Além da fama, de sua história ainda permanece o roló pendurado num pé de parede, lá pelas bandas da casa velha. Relíquia que ninguém ousa tirar dali, marcada para desaparecer somente juntos aos escombros do barro e cipó, na verdade não passa de uma lembrança carcomida pela idade, já quase sem jeito daquilo que um dia foi um sapato de couro cru. Certa feita, um parente tentou jogar fora o roló e então um vizinho logo acorreu para declarar guerra a todos e ao mundo se aquela desfeita fosse levada adiante. E esbravejou: Mando chumbo em quem tirar esse roló daí, e mais ainda se jogar fora.

Até que o vizinho não deixava de ter razão em deixar lá no cantinho aquela relíquia, principalmente pelas histórias guardadas naquele solado. E eram muitas, coisas de acreditar e outras de não dar a menor confiança, mas que mesmo assim foram sendo repassadas como verdadeiras através dos anos. A verdade é que muita gente jurava ter sido Zejoão quem tinha dado um nó no rio numa época de seca grande e fome ainda maior. Sentindo o povo prestes a morrer, ele se dirigiu até a beirada do São Francisco, lá pelas bandas de Curralinho, repetiu por sete vezes uma reza forte e logo as águas pararam. Com o nó dado, os peixes ficaram aprisionados à espera dos famintos da região.

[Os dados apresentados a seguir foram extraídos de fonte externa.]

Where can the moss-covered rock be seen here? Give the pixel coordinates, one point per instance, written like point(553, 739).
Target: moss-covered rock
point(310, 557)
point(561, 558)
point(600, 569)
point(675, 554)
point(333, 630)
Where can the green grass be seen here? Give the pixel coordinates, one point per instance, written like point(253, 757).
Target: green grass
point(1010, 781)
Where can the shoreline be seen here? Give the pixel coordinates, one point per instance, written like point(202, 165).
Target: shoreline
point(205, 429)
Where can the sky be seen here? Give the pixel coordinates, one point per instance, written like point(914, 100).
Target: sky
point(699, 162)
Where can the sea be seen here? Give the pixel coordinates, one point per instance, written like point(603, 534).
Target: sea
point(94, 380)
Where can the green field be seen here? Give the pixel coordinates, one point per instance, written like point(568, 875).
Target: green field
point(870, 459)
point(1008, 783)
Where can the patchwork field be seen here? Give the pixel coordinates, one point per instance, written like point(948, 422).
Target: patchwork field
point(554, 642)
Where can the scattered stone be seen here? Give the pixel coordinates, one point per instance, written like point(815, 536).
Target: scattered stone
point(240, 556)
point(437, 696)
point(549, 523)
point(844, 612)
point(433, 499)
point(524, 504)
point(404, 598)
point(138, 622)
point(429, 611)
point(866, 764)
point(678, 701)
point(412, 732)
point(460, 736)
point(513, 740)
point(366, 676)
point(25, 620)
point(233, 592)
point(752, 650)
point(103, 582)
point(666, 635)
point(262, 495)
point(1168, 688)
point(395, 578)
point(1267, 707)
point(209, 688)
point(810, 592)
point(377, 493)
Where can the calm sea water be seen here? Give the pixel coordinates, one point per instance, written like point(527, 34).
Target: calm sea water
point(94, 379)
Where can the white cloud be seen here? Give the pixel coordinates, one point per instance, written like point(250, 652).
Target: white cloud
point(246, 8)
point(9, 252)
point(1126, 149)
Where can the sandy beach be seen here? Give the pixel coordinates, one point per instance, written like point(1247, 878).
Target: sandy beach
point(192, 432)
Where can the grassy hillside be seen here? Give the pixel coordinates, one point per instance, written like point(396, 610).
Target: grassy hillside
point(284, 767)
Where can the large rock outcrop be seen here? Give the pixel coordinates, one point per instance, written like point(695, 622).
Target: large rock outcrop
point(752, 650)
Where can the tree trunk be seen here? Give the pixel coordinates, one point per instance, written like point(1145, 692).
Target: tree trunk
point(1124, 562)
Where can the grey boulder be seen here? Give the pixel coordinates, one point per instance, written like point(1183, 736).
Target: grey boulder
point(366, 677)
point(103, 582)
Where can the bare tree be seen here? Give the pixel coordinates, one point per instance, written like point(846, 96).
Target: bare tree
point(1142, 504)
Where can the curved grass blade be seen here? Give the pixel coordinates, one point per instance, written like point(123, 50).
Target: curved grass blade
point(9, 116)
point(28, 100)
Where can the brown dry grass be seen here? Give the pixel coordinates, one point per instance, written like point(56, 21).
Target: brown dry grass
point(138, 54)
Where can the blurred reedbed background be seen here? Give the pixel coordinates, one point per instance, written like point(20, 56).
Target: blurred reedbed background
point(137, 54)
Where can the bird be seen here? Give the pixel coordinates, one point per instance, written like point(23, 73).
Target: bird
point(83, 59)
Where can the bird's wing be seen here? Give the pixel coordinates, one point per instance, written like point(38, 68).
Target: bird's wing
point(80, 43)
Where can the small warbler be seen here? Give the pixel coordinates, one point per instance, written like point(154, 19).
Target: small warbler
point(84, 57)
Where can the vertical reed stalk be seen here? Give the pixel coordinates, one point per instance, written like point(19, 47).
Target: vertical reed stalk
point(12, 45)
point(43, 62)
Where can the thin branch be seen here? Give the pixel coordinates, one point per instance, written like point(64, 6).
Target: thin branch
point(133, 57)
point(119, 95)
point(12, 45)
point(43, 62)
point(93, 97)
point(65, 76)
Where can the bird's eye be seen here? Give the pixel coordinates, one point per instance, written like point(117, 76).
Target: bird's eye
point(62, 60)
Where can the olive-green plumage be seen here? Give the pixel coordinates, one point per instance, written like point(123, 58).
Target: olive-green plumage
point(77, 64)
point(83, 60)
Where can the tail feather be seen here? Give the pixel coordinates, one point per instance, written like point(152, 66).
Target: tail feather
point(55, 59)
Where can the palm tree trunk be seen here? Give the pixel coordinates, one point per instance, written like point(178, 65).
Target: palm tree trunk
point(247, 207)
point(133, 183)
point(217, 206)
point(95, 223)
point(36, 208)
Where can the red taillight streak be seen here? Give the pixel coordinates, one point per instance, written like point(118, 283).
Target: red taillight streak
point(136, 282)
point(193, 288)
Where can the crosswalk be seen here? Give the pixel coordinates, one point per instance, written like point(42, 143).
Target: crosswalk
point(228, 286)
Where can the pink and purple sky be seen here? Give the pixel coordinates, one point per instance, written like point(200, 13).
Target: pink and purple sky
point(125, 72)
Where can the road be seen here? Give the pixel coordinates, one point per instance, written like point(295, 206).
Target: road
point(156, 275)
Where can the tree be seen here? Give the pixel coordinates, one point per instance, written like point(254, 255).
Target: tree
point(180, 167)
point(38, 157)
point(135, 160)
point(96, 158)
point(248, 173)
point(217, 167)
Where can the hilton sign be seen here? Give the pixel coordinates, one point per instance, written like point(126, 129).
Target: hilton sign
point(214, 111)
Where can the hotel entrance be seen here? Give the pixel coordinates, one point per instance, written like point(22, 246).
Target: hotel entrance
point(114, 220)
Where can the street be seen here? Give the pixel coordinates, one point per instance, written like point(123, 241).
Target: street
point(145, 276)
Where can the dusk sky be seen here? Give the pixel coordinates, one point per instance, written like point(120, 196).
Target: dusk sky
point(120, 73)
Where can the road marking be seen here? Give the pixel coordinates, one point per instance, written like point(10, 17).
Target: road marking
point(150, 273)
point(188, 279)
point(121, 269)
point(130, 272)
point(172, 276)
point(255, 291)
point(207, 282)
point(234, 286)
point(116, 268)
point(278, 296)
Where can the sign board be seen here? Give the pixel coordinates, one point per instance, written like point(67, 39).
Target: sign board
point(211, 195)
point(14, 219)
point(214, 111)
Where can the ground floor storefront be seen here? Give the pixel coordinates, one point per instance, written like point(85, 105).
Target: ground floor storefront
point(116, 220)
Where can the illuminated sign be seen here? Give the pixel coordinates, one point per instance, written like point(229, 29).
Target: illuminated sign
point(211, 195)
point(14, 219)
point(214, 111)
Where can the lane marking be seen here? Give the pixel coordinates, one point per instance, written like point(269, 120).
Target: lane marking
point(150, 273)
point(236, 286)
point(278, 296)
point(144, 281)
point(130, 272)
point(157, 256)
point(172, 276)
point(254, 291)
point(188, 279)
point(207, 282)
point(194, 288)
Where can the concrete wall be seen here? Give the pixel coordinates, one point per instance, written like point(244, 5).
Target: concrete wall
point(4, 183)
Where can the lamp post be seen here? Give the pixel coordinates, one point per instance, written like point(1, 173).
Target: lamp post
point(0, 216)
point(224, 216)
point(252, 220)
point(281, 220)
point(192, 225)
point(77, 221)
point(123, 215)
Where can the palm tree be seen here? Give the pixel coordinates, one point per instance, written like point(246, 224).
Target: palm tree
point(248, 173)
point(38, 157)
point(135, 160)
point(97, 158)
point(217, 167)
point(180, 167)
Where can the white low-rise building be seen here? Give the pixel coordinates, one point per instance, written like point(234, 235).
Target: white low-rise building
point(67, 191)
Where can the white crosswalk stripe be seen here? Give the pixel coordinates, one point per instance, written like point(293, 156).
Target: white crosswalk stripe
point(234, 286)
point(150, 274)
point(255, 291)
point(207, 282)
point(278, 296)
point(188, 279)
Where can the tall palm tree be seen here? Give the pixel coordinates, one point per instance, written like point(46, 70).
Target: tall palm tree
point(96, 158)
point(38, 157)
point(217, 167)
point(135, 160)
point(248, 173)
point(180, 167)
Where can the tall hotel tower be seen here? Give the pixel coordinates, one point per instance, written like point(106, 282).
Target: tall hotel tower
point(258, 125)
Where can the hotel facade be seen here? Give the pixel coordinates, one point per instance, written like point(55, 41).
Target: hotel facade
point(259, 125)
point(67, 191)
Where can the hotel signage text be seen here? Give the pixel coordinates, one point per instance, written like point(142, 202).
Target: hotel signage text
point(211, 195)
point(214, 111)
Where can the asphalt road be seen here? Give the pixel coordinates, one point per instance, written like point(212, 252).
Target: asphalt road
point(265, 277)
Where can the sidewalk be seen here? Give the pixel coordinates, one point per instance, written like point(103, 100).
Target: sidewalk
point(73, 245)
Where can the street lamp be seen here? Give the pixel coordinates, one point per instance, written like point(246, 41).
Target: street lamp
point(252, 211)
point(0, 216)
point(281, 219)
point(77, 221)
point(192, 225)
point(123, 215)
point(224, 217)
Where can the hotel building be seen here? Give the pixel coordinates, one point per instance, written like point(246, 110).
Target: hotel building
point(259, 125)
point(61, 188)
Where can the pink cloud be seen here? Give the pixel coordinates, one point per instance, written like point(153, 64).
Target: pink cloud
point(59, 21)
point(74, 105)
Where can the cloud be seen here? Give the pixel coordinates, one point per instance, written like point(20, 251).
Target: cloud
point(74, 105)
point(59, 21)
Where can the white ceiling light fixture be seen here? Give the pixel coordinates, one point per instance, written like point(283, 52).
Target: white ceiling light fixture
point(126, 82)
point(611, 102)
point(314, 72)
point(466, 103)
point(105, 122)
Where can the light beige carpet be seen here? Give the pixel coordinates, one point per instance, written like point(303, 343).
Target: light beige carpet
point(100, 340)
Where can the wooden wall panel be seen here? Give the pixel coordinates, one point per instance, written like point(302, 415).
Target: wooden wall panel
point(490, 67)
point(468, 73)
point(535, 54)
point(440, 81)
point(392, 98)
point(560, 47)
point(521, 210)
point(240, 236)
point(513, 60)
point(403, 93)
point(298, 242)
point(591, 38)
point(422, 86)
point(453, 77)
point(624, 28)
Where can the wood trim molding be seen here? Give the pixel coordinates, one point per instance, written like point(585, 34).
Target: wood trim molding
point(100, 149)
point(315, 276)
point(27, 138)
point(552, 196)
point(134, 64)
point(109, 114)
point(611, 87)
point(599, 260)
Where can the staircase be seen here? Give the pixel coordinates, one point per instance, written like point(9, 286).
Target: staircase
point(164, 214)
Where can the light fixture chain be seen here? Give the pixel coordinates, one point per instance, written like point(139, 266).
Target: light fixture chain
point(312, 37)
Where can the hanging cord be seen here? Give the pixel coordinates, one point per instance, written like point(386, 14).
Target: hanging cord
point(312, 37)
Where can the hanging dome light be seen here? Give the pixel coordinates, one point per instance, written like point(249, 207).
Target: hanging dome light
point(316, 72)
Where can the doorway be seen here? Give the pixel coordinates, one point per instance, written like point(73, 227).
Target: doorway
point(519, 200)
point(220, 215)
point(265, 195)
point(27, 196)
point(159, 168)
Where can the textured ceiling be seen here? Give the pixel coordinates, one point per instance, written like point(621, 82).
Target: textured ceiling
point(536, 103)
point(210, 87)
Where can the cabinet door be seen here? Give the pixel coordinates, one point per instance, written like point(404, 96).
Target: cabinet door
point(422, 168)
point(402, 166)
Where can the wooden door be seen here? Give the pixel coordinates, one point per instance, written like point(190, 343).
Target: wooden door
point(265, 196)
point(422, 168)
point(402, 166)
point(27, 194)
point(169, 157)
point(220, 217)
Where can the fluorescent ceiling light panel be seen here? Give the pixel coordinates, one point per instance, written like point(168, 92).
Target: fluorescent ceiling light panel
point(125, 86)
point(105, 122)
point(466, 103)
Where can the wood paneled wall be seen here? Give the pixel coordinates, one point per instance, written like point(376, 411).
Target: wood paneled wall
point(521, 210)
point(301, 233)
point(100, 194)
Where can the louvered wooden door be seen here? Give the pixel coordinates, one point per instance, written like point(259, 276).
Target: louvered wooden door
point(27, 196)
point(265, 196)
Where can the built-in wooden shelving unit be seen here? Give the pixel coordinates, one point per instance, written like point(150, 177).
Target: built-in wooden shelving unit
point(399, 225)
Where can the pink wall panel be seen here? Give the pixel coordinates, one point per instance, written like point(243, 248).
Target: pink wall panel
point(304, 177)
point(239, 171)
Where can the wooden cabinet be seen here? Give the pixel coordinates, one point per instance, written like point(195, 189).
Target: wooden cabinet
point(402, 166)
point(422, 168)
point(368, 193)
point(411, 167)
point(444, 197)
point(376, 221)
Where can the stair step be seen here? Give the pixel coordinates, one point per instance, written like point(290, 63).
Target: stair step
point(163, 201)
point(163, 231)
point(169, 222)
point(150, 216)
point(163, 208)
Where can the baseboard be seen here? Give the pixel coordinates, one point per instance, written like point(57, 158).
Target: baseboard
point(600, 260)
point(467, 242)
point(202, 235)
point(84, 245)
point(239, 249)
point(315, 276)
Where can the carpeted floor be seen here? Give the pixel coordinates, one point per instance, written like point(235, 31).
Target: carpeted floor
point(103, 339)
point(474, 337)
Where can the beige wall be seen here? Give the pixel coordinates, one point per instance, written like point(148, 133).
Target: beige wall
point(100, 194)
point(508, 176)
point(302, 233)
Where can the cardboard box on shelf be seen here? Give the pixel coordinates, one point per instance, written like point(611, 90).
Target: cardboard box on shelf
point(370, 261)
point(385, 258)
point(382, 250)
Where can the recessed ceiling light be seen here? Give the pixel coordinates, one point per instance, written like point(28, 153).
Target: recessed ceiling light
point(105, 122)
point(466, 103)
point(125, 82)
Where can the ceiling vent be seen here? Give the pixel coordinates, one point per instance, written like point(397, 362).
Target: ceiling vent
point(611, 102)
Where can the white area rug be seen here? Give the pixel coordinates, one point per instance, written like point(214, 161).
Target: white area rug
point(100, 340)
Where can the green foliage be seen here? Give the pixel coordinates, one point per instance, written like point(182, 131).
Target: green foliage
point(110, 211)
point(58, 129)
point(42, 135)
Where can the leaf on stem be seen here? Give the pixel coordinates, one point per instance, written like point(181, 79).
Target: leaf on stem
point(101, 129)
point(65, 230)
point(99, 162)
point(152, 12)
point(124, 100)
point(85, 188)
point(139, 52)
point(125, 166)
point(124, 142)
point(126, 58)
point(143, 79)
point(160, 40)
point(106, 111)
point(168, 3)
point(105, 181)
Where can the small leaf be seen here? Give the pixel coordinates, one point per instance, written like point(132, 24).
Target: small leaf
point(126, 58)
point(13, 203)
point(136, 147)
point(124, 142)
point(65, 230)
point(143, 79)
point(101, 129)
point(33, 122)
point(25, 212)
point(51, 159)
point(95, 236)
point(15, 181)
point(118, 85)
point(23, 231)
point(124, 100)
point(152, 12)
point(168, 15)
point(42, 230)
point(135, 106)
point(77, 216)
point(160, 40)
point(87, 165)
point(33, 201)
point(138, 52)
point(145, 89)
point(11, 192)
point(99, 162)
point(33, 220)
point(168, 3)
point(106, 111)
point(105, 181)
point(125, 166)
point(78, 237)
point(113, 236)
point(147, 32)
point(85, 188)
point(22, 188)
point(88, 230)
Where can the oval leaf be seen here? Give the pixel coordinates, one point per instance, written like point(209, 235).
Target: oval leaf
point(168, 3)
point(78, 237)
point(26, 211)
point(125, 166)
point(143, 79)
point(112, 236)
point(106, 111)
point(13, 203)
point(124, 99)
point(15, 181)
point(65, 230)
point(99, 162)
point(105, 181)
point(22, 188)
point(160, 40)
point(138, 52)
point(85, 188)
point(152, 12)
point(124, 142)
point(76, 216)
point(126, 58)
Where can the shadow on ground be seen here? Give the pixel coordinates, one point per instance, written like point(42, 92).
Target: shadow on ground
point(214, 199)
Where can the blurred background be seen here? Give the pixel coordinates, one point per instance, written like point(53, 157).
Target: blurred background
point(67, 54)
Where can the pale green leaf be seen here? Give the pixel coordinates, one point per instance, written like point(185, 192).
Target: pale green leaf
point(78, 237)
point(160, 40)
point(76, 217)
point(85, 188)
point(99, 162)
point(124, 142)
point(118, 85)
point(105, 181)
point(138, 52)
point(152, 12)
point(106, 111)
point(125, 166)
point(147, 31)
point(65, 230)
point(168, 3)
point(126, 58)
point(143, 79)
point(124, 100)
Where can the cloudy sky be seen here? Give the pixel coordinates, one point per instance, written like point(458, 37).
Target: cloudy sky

Noutra feita, Zejoão cismou de ajudar seu amigo Lampião numa empreitada das mais difíceis. E fez tudo sozinho. Foi assim. Tendo conhecimento de que a polícia volante se encaminhava para o coito cangaceiro, ele logo correu e foi avisar ao Capitão. Este quis antecipar o ataque, porém foi impedido pelo amigo, que disse que daquela vez não se preocupasse que tomaria conta de tudo sozinho. E tomou mesmo. Correu por dentro do mato até encontrar a volante. Fingindo medo, foi logo dizendo: Avistei Lampião logo ali e tava junto com mais de duzentos cangaceiros.

Então a volante recuou para buscar reforço, pois seria morte certa aquele enfrentamento. O bando, em número menor que o da volante, já se distanciava àquela hora, e salvo pelas proezas de Zejoão.